PRASORIZO (Leeks with Rice)

The noble leek, a cousin to the lowbrow onion and to the even more common garlic, is native to the Middle East. Its cultivation and consumption spread to Europe courtesy of the Romans. It must have been the Romans who introduced the leek to the Welsh, and the rest was history. The leek became the national emblem of Wales. Could there be a greater honor for a vegetable? Consider that Saint David, the patron saint of Wales, was an inveterate eater of leeks. Do not laugh dear reader. Instead, eat some leeks. For as Shakespeare wrote in Henry V, "if you can mock a leek, you can eat a leek...it is good for your green wound and your ploody coxcomb."*
Pitifully, the Greeks, of which I am one, have not honored the leek to the extent that the Welsh have. However, Greeks have found delightful ways in which to cook leeks. Leeks are plentiful in winter. They are tolerant of cold weather and can be harvested even when temperatures drop near 0° C. So the winter months find us Greeks using leeks in lots of recipes. One of the simplest to make is prasorizo, which means leeks and rice.

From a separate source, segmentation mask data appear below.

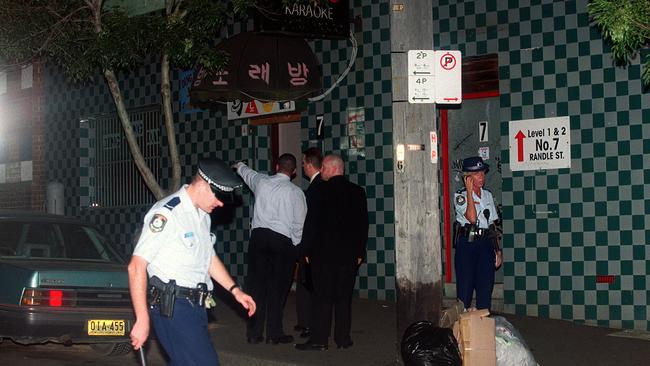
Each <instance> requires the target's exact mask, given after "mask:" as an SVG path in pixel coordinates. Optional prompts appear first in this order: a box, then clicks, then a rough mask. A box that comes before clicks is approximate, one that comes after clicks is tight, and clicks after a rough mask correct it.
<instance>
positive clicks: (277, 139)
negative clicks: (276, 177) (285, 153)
mask: <svg viewBox="0 0 650 366" xmlns="http://www.w3.org/2000/svg"><path fill="white" fill-rule="evenodd" d="M271 136H272V138H271V146H272V155H273V156H272V161H273V162H274V163H275V162H277V161H278V158H279V157H280V155H282V154H285V153H289V154H293V156H295V157H296V175H295V177H294V178H293V180H292V181H291V182H292V183H293V184H295V185H297V186H298V187H300V189H302V190H305V189H307V186H308V185H309V181H308V180H307V179H305V177H304V176H303V174H302V148H301V146H302V140H301V137H300V136H301V134H300V121H297V122H287V123H279V124H274V125H273V127H272V133H271ZM274 168H275V167H274Z"/></svg>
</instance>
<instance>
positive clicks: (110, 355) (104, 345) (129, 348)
mask: <svg viewBox="0 0 650 366" xmlns="http://www.w3.org/2000/svg"><path fill="white" fill-rule="evenodd" d="M90 348H92V349H93V351H95V352H97V353H99V354H101V355H102V356H123V355H126V354H128V353H129V352H131V350H132V349H133V347H131V344H130V343H128V342H122V343H92V344H91V345H90Z"/></svg>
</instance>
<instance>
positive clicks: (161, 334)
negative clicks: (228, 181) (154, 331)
mask: <svg viewBox="0 0 650 366" xmlns="http://www.w3.org/2000/svg"><path fill="white" fill-rule="evenodd" d="M149 314H150V316H151V322H152V323H153V327H154V329H155V331H156V336H157V337H158V340H159V341H160V344H162V346H163V348H164V349H165V352H166V353H167V356H168V357H169V364H168V365H170V366H214V365H217V366H218V365H219V357H218V355H217V352H216V350H215V348H214V346H213V344H212V338H211V337H210V333H209V332H208V317H207V314H206V311H205V308H204V307H202V306H198V305H197V304H192V303H191V302H190V301H189V300H187V299H176V302H175V303H174V313H173V314H172V317H171V318H167V317H164V316H161V315H160V309H159V307H158V305H155V306H153V307H152V308H151V309H150V311H149Z"/></svg>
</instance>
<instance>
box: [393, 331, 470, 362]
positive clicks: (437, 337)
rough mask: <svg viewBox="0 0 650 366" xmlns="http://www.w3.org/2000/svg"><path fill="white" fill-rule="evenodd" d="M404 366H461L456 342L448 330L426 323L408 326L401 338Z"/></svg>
mask: <svg viewBox="0 0 650 366" xmlns="http://www.w3.org/2000/svg"><path fill="white" fill-rule="evenodd" d="M401 348H402V361H404V365H405V366H461V364H462V362H461V359H460V351H459V350H458V342H456V338H455V337H454V334H453V333H452V332H451V329H449V328H440V327H436V326H435V325H433V324H432V323H431V322H428V321H419V322H416V323H413V324H411V325H409V327H408V328H406V330H405V331H404V336H402V347H401Z"/></svg>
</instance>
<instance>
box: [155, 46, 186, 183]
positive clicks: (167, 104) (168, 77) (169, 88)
mask: <svg viewBox="0 0 650 366" xmlns="http://www.w3.org/2000/svg"><path fill="white" fill-rule="evenodd" d="M161 73H162V85H161V86H160V92H161V94H162V107H163V116H164V119H165V129H166V130H167V143H168V144H169V158H170V159H171V161H172V179H171V182H170V186H169V187H168V188H169V191H170V192H174V191H176V190H177V189H178V188H179V187H180V186H181V160H180V157H179V155H178V144H177V143H176V131H175V130H174V114H173V111H172V97H171V83H170V81H169V55H168V54H167V52H165V53H164V54H163V56H162V60H161Z"/></svg>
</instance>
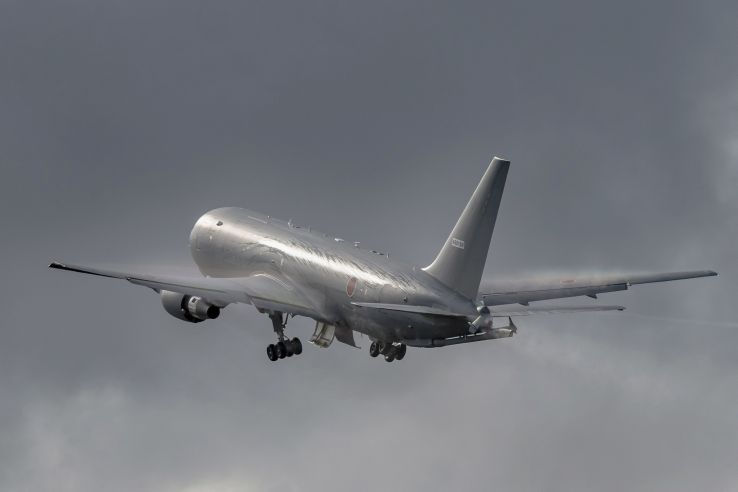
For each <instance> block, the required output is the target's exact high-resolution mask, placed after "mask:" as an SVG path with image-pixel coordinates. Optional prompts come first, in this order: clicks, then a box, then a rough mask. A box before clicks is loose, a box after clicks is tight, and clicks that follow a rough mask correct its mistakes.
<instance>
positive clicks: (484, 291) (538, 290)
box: [478, 270, 717, 306]
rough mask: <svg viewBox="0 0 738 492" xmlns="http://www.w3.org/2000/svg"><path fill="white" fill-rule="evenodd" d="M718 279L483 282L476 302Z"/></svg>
mask: <svg viewBox="0 0 738 492" xmlns="http://www.w3.org/2000/svg"><path fill="white" fill-rule="evenodd" d="M714 275H717V272H714V271H712V270H695V271H688V272H671V273H647V274H632V275H594V276H590V277H571V278H564V279H553V278H550V277H546V278H538V279H536V278H533V279H527V280H518V281H515V282H499V281H498V282H485V281H484V280H483V281H482V284H481V286H480V290H479V295H478V298H479V299H480V300H481V301H482V302H483V303H484V305H485V306H498V305H502V304H522V305H527V304H528V303H529V302H533V301H543V300H546V299H561V298H565V297H576V296H588V297H592V298H596V297H597V294H601V293H604V292H615V291H619V290H627V289H628V288H629V287H630V286H631V285H635V284H647V283H652V282H667V281H670V280H682V279H688V278H698V277H711V276H714Z"/></svg>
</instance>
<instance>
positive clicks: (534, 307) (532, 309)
mask: <svg viewBox="0 0 738 492" xmlns="http://www.w3.org/2000/svg"><path fill="white" fill-rule="evenodd" d="M624 309H625V307H623V306H535V307H529V308H526V309H494V310H492V316H504V317H509V316H529V315H533V314H567V313H591V312H596V311H622V310H624Z"/></svg>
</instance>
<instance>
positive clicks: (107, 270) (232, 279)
mask: <svg viewBox="0 0 738 492" xmlns="http://www.w3.org/2000/svg"><path fill="white" fill-rule="evenodd" d="M49 268H55V269H58V270H67V271H70V272H78V273H87V274H90V275H98V276H100V277H109V278H119V279H123V280H127V281H129V282H131V283H132V284H136V285H143V286H145V287H150V288H151V289H154V290H155V291H157V292H159V291H162V290H169V291H173V292H179V293H182V294H187V295H193V296H200V297H203V298H205V299H207V300H208V301H209V302H211V303H213V304H216V305H218V306H220V307H224V306H226V305H227V304H232V303H236V302H241V303H247V304H253V305H254V306H255V307H257V308H259V309H264V310H271V311H281V312H285V313H293V314H299V315H302V316H308V317H311V318H316V319H323V318H324V315H323V313H322V312H320V310H318V309H316V307H315V303H313V302H311V301H310V299H308V297H307V296H305V295H304V294H303V293H302V292H300V291H299V290H298V289H297V288H296V287H295V286H293V285H291V284H290V283H289V282H286V281H284V280H282V279H279V278H276V277H274V276H271V275H267V274H258V275H253V276H251V277H241V278H212V277H176V276H171V275H160V274H139V273H131V272H117V271H113V270H104V269H99V268H89V267H82V266H77V265H69V264H64V263H59V262H56V261H55V262H52V263H51V264H50V265H49Z"/></svg>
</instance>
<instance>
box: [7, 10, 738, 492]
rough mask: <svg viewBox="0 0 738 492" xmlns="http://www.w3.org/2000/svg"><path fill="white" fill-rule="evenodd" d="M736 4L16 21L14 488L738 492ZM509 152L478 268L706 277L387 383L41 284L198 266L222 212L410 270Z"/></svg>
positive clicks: (340, 363) (327, 355)
mask: <svg viewBox="0 0 738 492" xmlns="http://www.w3.org/2000/svg"><path fill="white" fill-rule="evenodd" d="M737 10H738V9H736V5H735V3H734V2H707V3H704V2H703V3H700V4H699V5H698V4H694V3H681V2H678V3H674V2H656V3H649V4H648V5H643V4H641V3H637V2H630V3H627V2H626V3H623V2H619V3H618V2H615V3H613V2H609V3H604V2H602V3H600V2H596V3H592V2H581V1H566V2H558V3H556V4H552V3H541V4H540V5H533V4H522V3H520V2H517V3H514V2H511V3H489V2H462V3H459V2H457V3H454V4H453V5H451V4H444V3H441V2H372V3H366V4H358V3H346V2H319V3H311V4H309V5H308V4H303V3H300V2H291V3H290V4H284V3H275V2H249V3H244V2H228V1H226V2H216V3H213V2H211V3H208V4H205V3H202V2H189V1H181V2H169V1H163V0H161V1H148V2H103V3H100V2H89V1H83V0H78V1H70V2H63V3H59V2H45V1H40V2H19V1H5V2H2V3H0V60H2V63H1V64H0V94H2V97H1V98H0V149H2V150H1V152H0V163H1V164H2V169H3V171H4V172H3V179H2V180H1V181H0V191H1V193H0V206H1V207H2V208H1V210H2V212H1V213H0V217H1V218H2V225H3V228H4V231H5V234H4V236H3V240H2V242H3V249H2V251H3V255H2V257H3V268H2V271H3V279H2V284H1V285H2V289H1V290H0V310H2V313H3V322H2V329H0V340H1V342H0V435H2V436H3V438H2V440H0V488H2V489H7V490H49V489H53V490H98V489H101V488H103V489H105V490H131V489H138V490H188V491H197V490H244V489H246V490H248V489H256V490H273V491H298V490H316V489H320V490H347V489H349V490H376V488H377V487H383V488H389V489H398V490H448V489H459V488H460V489H464V490H480V491H481V490H489V488H490V487H491V486H494V487H496V488H500V489H505V490H531V489H546V490H591V489H598V490H649V491H653V490H664V491H666V490H668V491H674V490H694V489H696V488H702V489H705V488H706V489H715V490H730V489H735V488H736V486H737V485H738V478H737V477H738V476H737V475H736V472H735V464H734V461H735V459H734V457H735V456H736V455H737V454H738V433H737V432H736V428H735V425H734V410H733V409H734V408H735V407H736V405H737V404H738V379H736V377H735V374H736V369H738V367H737V366H736V360H735V357H734V350H733V348H734V347H736V346H738V335H736V330H735V327H734V325H732V324H731V323H734V322H735V307H734V300H733V297H734V294H733V293H734V292H735V290H736V288H737V287H738V284H737V283H736V281H735V280H734V279H735V273H736V267H735V265H736V264H737V260H738V257H737V254H736V250H735V247H734V244H735V238H736V236H737V234H738V221H737V219H736V214H735V210H736V205H738V200H737V199H736V194H735V191H734V190H735V187H736V184H738V174H737V172H736V170H737V169H738V166H737V165H736V160H737V159H738V137H737V135H738V133H737V130H738V89H737V88H738V62H737V61H736V60H737V59H736V57H735V46H738V26H736V21H735V19H738V11H737ZM495 153H497V154H501V155H503V156H505V157H507V158H510V159H511V160H512V161H513V167H512V169H511V173H510V176H509V179H508V185H507V188H506V191H505V197H504V199H503V205H502V213H501V216H500V218H499V220H498V224H497V229H496V232H495V237H494V239H493V247H492V253H491V254H490V260H489V262H488V267H487V272H488V274H489V275H506V276H508V275H515V274H517V273H519V272H539V271H552V270H575V271H591V270H595V269H596V270H621V269H627V270H636V269H646V270H671V269H675V270H679V269H688V268H715V269H717V270H719V271H720V272H721V276H720V277H719V278H717V279H701V280H693V281H685V282H682V283H674V284H668V285H667V284H665V285H662V286H642V287H639V288H638V289H637V290H633V291H631V292H623V293H616V294H611V295H608V296H606V297H607V301H605V302H612V303H622V304H624V305H626V306H628V311H626V312H625V313H621V314H607V313H605V314H601V315H589V314H585V315H581V316H561V317H550V318H526V319H524V320H521V321H520V325H521V333H520V334H519V336H518V337H516V338H515V339H513V340H505V341H498V342H489V343H483V344H473V345H469V346H462V347H449V348H444V349H439V350H419V349H418V350H411V351H410V352H409V354H408V358H407V360H405V361H403V363H401V364H391V365H390V364H383V363H379V362H377V361H376V360H373V359H370V358H369V357H368V356H367V355H366V353H364V352H359V351H355V350H353V349H350V348H348V347H345V346H337V347H332V348H331V349H330V350H327V351H323V350H319V349H315V348H313V347H307V350H306V354H305V355H303V356H302V357H300V358H297V359H294V360H293V359H291V360H290V361H289V362H288V363H282V364H276V365H275V364H271V363H269V361H268V360H267V359H266V357H265V354H264V350H263V349H264V346H265V345H266V344H267V343H268V342H269V341H270V340H271V336H272V335H271V333H270V332H271V330H270V327H269V324H268V320H266V318H264V317H263V316H261V315H259V314H258V313H256V312H255V311H254V310H253V309H251V308H250V307H248V306H243V307H229V308H228V309H227V310H226V311H225V312H224V315H223V317H222V318H221V319H219V320H218V321H217V322H213V323H203V324H202V325H196V326H195V325H192V326H189V325H187V326H185V325H184V324H182V323H180V322H178V321H177V320H175V319H174V318H170V317H168V315H167V314H166V313H165V312H164V311H163V310H162V309H161V307H160V306H159V303H158V299H156V297H155V296H154V295H152V294H151V293H150V292H148V291H147V290H145V289H140V288H136V287H133V286H131V285H128V284H126V283H125V282H115V281H112V280H107V279H97V278H85V277H82V276H75V275H71V274H69V275H65V274H62V273H59V272H54V271H49V270H47V269H46V268H45V265H46V263H47V262H48V260H49V259H52V258H61V259H66V260H77V261H80V262H88V263H90V262H91V263H95V262H97V263H117V264H119V265H124V266H126V267H130V265H139V266H145V268H147V269H148V268H191V263H190V260H189V256H188V248H187V236H188V233H189V228H190V227H191V226H192V224H193V223H194V221H195V220H196V218H197V217H198V216H199V215H200V214H201V213H203V212H204V211H206V210H208V209H210V208H215V207H217V206H222V205H239V206H245V207H249V208H253V209H256V210H262V211H264V212H267V213H271V214H272V215H274V216H278V217H284V218H286V219H287V218H293V219H294V220H295V221H298V222H300V223H304V224H310V225H312V226H314V227H316V228H319V229H322V230H325V231H330V232H335V233H336V234H339V235H341V236H342V237H346V238H350V239H352V240H353V239H355V240H360V241H362V243H363V244H367V245H372V246H375V247H378V248H381V249H383V250H389V251H391V253H392V254H393V255H395V256H397V257H399V258H403V259H405V260H407V261H410V262H416V263H418V264H425V263H428V262H429V261H430V259H431V258H432V257H433V256H434V254H435V253H436V250H437V249H438V247H439V246H440V244H441V242H442V241H443V239H444V238H445V236H446V234H447V232H448V230H449V229H450V227H451V225H452V223H453V222H454V220H455V219H456V217H457V215H458V213H459V212H460V210H461V209H462V208H463V206H464V204H465V201H466V199H467V197H468V195H469V193H470V192H471V190H472V189H473V187H474V186H475V184H476V180H477V179H478V177H479V176H480V175H481V173H482V171H483V169H484V166H485V165H486V163H487V162H488V161H489V159H490V158H491V157H492V155H493V154H495ZM159 262H160V263H159ZM188 265H190V266H189V267H188ZM580 302H581V301H580ZM310 329H311V327H310V323H309V322H308V321H306V320H299V319H298V320H294V325H293V326H290V330H291V331H293V332H294V333H296V334H300V335H301V336H302V337H303V339H304V338H306V337H307V335H308V333H309V332H310Z"/></svg>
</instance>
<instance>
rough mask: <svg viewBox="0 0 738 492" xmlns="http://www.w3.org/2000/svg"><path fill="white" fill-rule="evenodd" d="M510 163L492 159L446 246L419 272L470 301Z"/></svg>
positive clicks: (486, 253) (444, 244) (449, 236)
mask: <svg viewBox="0 0 738 492" xmlns="http://www.w3.org/2000/svg"><path fill="white" fill-rule="evenodd" d="M509 168H510V161H507V160H504V159H500V158H499V157H495V158H494V159H492V162H491V163H490V164H489V167H488V168H487V171H486V172H485V173H484V176H482V179H481V181H480V182H479V184H478V185H477V188H476V189H475V190H474V193H473V194H472V196H471V198H470V199H469V202H468V203H467V204H466V207H465V208H464V211H463V212H462V214H461V217H459V220H458V221H457V222H456V225H455V226H454V228H453V230H452V231H451V234H450V235H449V236H448V239H446V243H445V244H444V245H443V248H441V251H440V252H439V253H438V256H436V259H435V260H433V263H431V264H430V265H428V266H427V267H425V268H424V269H423V270H424V271H426V272H427V273H429V274H430V275H432V276H433V277H435V278H437V279H438V280H440V281H441V282H443V283H444V284H446V285H448V286H449V287H451V288H453V289H455V290H456V291H458V292H459V293H461V294H463V295H465V296H466V297H468V298H470V299H474V298H476V296H477V291H478V290H479V282H480V281H481V279H482V271H483V270H484V263H485V262H486V261H487V253H488V251H489V244H490V241H491V239H492V231H493V230H494V228H495V222H496V220H497V211H498V210H499V208H500V201H501V200H502V191H503V189H504V187H505V180H506V179H507V171H508V169H509Z"/></svg>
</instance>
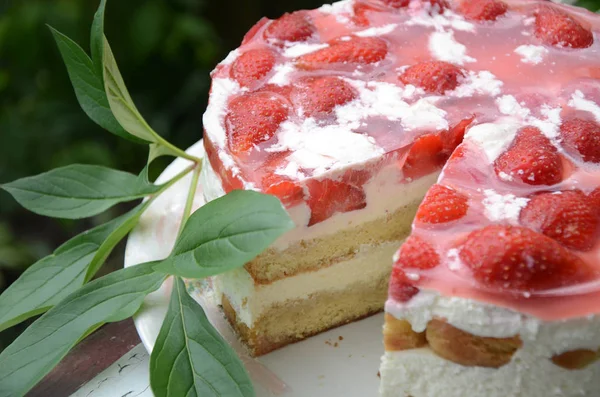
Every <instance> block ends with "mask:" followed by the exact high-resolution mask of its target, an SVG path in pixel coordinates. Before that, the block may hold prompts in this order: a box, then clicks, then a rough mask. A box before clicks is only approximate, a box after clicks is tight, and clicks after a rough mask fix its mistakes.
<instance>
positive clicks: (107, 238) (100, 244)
mask: <svg viewBox="0 0 600 397" xmlns="http://www.w3.org/2000/svg"><path fill="white" fill-rule="evenodd" d="M149 203H150V201H147V202H146V203H144V204H141V205H139V206H138V207H136V210H137V211H135V212H134V211H130V212H129V214H130V215H129V216H128V217H127V218H126V219H125V220H124V221H123V222H122V223H121V224H120V225H119V227H117V228H116V229H114V230H113V231H112V233H110V234H109V235H108V236H107V237H106V239H105V240H104V242H102V244H100V246H99V247H98V250H97V251H96V253H95V255H94V257H93V258H92V260H91V262H90V264H89V266H88V269H87V273H86V275H85V281H86V282H87V281H89V280H91V279H92V277H94V275H95V274H96V272H98V270H100V267H102V265H103V264H104V262H106V259H107V258H108V256H109V255H110V254H111V252H112V251H113V249H114V248H115V247H116V246H117V244H119V242H120V241H121V240H123V238H125V236H127V235H128V234H129V232H131V230H132V229H133V228H134V227H135V225H137V223H138V222H139V220H140V217H141V216H142V214H143V213H144V211H145V210H146V208H148V205H149Z"/></svg>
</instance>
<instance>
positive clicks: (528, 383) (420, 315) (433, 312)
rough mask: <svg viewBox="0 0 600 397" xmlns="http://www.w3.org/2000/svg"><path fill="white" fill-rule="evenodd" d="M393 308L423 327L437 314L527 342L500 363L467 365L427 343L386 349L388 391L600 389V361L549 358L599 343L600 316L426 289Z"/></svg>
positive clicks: (552, 389)
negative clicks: (580, 362)
mask: <svg viewBox="0 0 600 397" xmlns="http://www.w3.org/2000/svg"><path fill="white" fill-rule="evenodd" d="M386 312H387V313H389V314H391V315H393V316H394V317H396V318H399V319H406V320H408V321H409V322H410V323H411V324H412V326H413V329H414V330H415V331H416V332H422V331H424V330H425V328H426V326H427V323H428V322H429V321H430V320H431V319H433V318H434V317H437V318H444V319H446V320H447V321H448V323H449V324H451V325H453V326H454V327H457V328H459V329H461V330H463V331H466V332H469V333H471V334H473V335H477V336H482V337H497V338H503V337H510V336H514V335H519V336H520V337H521V339H522V341H523V346H522V347H521V348H520V349H519V350H518V351H517V352H516V353H515V355H514V356H513V358H512V360H511V362H510V363H508V364H506V365H504V366H502V367H500V368H498V369H491V368H483V367H465V366H462V365H459V364H455V363H453V362H451V361H448V360H445V359H443V358H441V357H439V356H437V355H435V354H434V353H432V351H431V350H429V349H428V348H423V349H415V350H407V351H402V352H386V353H385V355H384V356H383V358H382V366H381V387H380V393H381V396H383V397H405V396H411V397H438V396H444V397H465V396H469V397H551V396H561V397H575V396H600V362H597V363H595V364H593V365H590V366H588V367H587V368H585V369H582V370H576V371H570V370H566V369H563V368H561V367H558V366H556V365H555V364H554V363H553V362H552V361H551V360H550V359H551V358H552V356H554V355H556V354H560V353H563V352H566V351H571V350H577V349H589V350H594V351H595V350H598V349H599V348H600V332H599V330H600V316H598V315H595V316H589V317H585V318H580V319H574V320H565V321H554V322H545V321H542V320H539V319H537V318H535V317H532V316H529V315H525V314H521V313H518V312H515V311H512V310H509V309H503V308H500V307H497V306H493V305H490V304H485V303H479V302H476V301H473V300H470V299H463V298H456V297H444V296H441V295H439V294H438V293H437V292H431V291H421V292H420V293H419V294H417V295H416V296H415V297H414V298H413V299H412V300H411V301H409V302H408V303H407V304H401V303H398V302H394V301H391V300H388V302H387V303H386Z"/></svg>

Believe me, it's delicious!


  • 3 lbs leeks
  • 1/2 cup olive oil
  • 1 onion chopped
  • 3 cloves garlic, chopped
  • 1 cup chicken broth
  • 1/2 cup rice
  • 3 celery stalks, chopped
  • 2 tablespoons finely chopped fresh parsley
  • 3 tablespoons finely chopped fresh dill
  • juice of half a lemon
  • salt and pepper to taste

Clean and prepare the leeks for cooking. Cut off the root end and discard the rough green leaves. Save the white and light green part of the leek. Cut it in half lenghwise, and rinse each half several times under cold running water. This method ensures that the soil and sand that has remained between the leaves is washed off. Drain and cut the leeks into one inch pieces.

In a heavy pot heat the olive oil and saute the onion, celery and garlic. Cook about five minutes, stirring, until the onions are translucent.

Add the leeks and stir well, saute for about two minutes, add the chicken broth, and season with salt and pepper. Bring to a boil, lower the heat and simmer for 35 minutes. The leeks should be covered with liquid during cooking. If necessary add more chicken broth, or add water if you prefer. After about 35 minutes, stir in the rice, parsley, dill, and lemon juice.

Cook for about 30 minutes more, until the rice is done and the liquid has been absorbed. Remove from the heat, taste, and season with salt and pepper as needed. Serve while still hot, and offer lemon wedges for those who wish to use more lemon juice. Better yet, you can garnish each plate of prasoriso with lemon slices.

*Note: "good for your... ploody coxcomb," meaning: ploody = mispronunciation of bloody, and coxcomb = a type of hat: therefore, "good for your... bloody hat," referring to the Welsh custom of pinning a leek on hats to celebrate St. David's Day.


  1. I am Greek and love cooking authentic Greek dishes. This is truly the best prasorizo recipe I have ever tried. Will be sticking to this one for good!

  2. Thank you so very much. I love prasorizo, and this is a recipe perfected by my mom, who has been making it all her life. She is 86 now. Again, thank you for visiting, and thanks so very much!